Background: Accurate and complete documentation is essential to ensure clarity, compliance, and appropriate reimbursement in hospital medicine. The 2023 Centers for Medicare & Medicaid Services (CMS) Evaluation and Management (E/M) revisions shifted the emphasis toward Medical Decision Making (MDM), requiring providers to clearly articulate the problems addressed, the data reviewed, and the risk of morbidity or mortality. At our institution, fee extractors manually review notes to determine E/M levels. When MDM elements are inconsistently formatted or buried within narrative text, complexity may be overlooked, leading to systematic undercoding despite the provision of appropriate care. This gap highlighted an opportunity to standardize documentation to improve accuracy, completeness, and ease of review.
Purpose: This project aimed to improve billing accuracy, complexity capture, and provider usability through structured documentation tools aligned with the E/M guidelines across hospital medicine providers.

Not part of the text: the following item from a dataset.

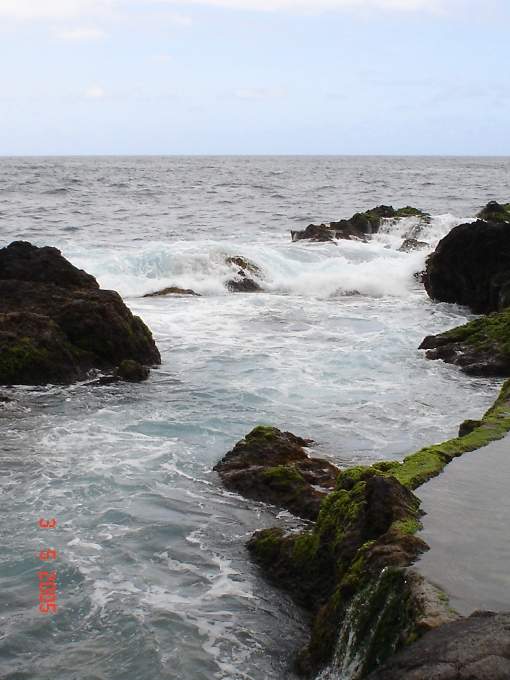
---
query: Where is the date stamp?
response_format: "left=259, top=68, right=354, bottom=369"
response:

Description: Two documentation tools were developed by informatics, hospital medicine, and billing compliance teams. 1. Standardized note templates for H&Ps and progress notes incorporating MDM lists (complexity, data review, morbidity/mortality risk, time spent) while removing redundant imported data. 2. A modular dot phrase containing the same MDM structure for use within existing templates. Implementation occurred in two stages, first among 23 Advanced Practice Providers (APPs) with gradual expansion to 67 physicians which was tied to a wider individualized incentive-based adoption. Education included tip sheets, videos, and individualized feedback–noting individual feedback was iterative. EHR data were analyzed during the calendar year of 2025. APP tool adoption remained steady over time, averaging 94%. Physician use increased to 95% within one month of the incentive requirement. High-level CPT codes (99223, 99233, 99239) rose from 20% to 46% among APPs and from 17% to 52% among physicians with a strong correlation with tool use (r=0.93, p< 0.001). In our Post-Study System Usability Questionnaire (n = 30), templates were rated more favorably than the dot phrase (2.54 vs. 3.72, p = 0.02), and most respondents reported they would recommend the tool. Additional data collection included the number of characters manually typed by the provider and time to edit notes. This showed that templated HPIs had higher manual input than dot-phrase or non-tool notes, but were completed in less time. In progress notes, templates similarly increased manual input without meaningfully increasing time. These patterns suggest that providers were updating more relevant information without compromising efficiency.
Conclusions: Documentation tools aligned with current billing standards significantly improved billing accuracy and efficiency across hospital medicine services. High adoption was achieved through co-design, targeted education, and incentives. This initiative demonstrates that thoughtful standardization of MDM documentation can enhance clinical, operational, and financial performance while maintaining workflow efficiency. The model offers a scalable framework for enhancing documentation quality and compliance across inpatient settings.